No pic haha, no show like his fishing. Start setting up the Taj Mahal for the next ice outing. Don't forget to call your Traine furnace rep for your seasonal cleaning


----------



## lovin life (Jan 2, 2010)

Fish2Win with a pig wingfoot walleye !

posted using Outdoor Hub Campfire


----------



## Minnowhead (Jan 12, 2011)

Nice hat! Someone guess your weight?


----------



## Fish2Win (Jan 21, 2009)

I'm going 213lbs of lovin


----------



## Fish2Win (Jan 21, 2009)

Fat guy in a little hat, was that in tommy boy?


----------



## Minnowhead (Jan 12, 2011)

Changing avatar as promised. Is this better?


----------



## Fish2Win (Jan 21, 2009)

Those are the best sweater puppets I've ever seen


----------



## Minnowhead (Jan 12, 2011)

It's what is happening in the Taj Mahal of shanties while your sittin on a bucket!


----------



## Fish2Win (Jan 21, 2009)

I am now going to buy a non-mobile shanty and get a traine furnace for it.


----------



## Minnowhead (Jan 12, 2011)

Your in luck! Lovin Life has one for sale...(his super secret BassProShops order showed up yesterday)


----------



## Fish2Win (Jan 21, 2009)

Just maybe we'll get on one last time to try out!!!!


----------



## lovin life (Jan 2, 2010)

PROOF that I can fish outside the Taj.
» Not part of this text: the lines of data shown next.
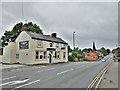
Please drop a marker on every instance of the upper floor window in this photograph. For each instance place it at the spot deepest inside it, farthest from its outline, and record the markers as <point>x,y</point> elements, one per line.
<point>64,45</point>
<point>41,54</point>
<point>57,45</point>
<point>24,45</point>
<point>51,44</point>
<point>64,54</point>
<point>37,55</point>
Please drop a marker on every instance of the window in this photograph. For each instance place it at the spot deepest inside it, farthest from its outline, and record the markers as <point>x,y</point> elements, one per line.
<point>39,43</point>
<point>57,45</point>
<point>37,55</point>
<point>44,54</point>
<point>64,45</point>
<point>41,54</point>
<point>64,54</point>
<point>51,44</point>
<point>58,54</point>
<point>55,54</point>
<point>24,45</point>
<point>17,56</point>
<point>1,51</point>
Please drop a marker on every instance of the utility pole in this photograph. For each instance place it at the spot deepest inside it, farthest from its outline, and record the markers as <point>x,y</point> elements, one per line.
<point>73,41</point>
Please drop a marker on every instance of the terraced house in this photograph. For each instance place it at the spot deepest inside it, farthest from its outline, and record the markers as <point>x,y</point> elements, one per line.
<point>32,48</point>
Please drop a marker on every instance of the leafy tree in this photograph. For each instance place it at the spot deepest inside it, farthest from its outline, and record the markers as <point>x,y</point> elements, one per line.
<point>94,48</point>
<point>103,50</point>
<point>13,34</point>
<point>108,51</point>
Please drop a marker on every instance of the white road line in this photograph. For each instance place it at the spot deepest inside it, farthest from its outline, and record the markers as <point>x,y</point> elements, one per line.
<point>8,78</point>
<point>40,71</point>
<point>65,71</point>
<point>14,82</point>
<point>27,84</point>
<point>5,83</point>
<point>19,81</point>
<point>49,69</point>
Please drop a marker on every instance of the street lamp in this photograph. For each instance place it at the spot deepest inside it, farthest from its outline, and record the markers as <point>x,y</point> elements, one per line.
<point>73,41</point>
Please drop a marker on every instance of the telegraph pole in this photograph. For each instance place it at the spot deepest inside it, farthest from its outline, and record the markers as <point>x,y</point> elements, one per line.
<point>73,41</point>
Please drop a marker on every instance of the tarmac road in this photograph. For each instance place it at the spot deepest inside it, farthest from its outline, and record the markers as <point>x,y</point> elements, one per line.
<point>64,75</point>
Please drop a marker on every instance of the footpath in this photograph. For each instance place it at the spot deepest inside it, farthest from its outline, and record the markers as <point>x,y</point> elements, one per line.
<point>110,79</point>
<point>7,67</point>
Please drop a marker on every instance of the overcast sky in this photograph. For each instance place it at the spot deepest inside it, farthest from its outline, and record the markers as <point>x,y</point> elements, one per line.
<point>91,21</point>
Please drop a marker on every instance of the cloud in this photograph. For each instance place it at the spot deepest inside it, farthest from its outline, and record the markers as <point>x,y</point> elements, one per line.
<point>92,21</point>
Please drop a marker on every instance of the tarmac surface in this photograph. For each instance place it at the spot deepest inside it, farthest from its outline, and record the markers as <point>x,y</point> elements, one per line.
<point>110,79</point>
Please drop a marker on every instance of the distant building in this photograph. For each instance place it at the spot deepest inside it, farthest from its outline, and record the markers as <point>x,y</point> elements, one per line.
<point>32,48</point>
<point>91,56</point>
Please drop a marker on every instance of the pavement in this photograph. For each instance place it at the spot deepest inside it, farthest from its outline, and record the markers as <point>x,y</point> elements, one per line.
<point>65,75</point>
<point>8,67</point>
<point>110,79</point>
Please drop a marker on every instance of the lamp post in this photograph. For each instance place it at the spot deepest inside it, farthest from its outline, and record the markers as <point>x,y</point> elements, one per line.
<point>73,41</point>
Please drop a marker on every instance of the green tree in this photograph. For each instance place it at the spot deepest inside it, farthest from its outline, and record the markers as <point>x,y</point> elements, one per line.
<point>108,51</point>
<point>13,34</point>
<point>103,50</point>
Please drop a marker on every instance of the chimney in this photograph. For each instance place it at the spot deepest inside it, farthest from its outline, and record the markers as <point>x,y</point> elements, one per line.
<point>54,35</point>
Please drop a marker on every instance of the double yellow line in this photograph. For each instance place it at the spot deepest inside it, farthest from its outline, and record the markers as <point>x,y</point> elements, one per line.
<point>95,83</point>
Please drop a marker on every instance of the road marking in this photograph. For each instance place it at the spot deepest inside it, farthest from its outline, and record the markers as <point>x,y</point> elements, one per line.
<point>19,81</point>
<point>49,69</point>
<point>27,84</point>
<point>5,83</point>
<point>14,82</point>
<point>65,71</point>
<point>39,71</point>
<point>8,78</point>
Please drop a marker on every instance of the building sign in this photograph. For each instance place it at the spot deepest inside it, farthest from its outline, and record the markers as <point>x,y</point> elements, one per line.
<point>17,56</point>
<point>24,45</point>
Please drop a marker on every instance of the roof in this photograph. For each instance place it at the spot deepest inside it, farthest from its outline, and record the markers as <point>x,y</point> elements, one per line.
<point>45,37</point>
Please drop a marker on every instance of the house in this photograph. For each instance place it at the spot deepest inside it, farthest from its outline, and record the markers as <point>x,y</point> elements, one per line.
<point>91,56</point>
<point>33,48</point>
A neat pic, thought I would share. 

posted using Outdoor Hub Campfire


----------



## Fish2Win (Jan 21, 2009)

Man photo shop is amazing


----------



## Minnowhead (Jan 12, 2011)

I would've photoshopped a Bald Eagle swooping down and stealing a fish!


----------



## Fish2Win (Jan 21, 2009)

That really did happen!! Cool sight to watch


----------



## Steelhead Fever (Dec 31, 2009)

Shaking my head at you guys! thanks for some late night entertainment  I would guess none of you work by reading this HAHAHA


----------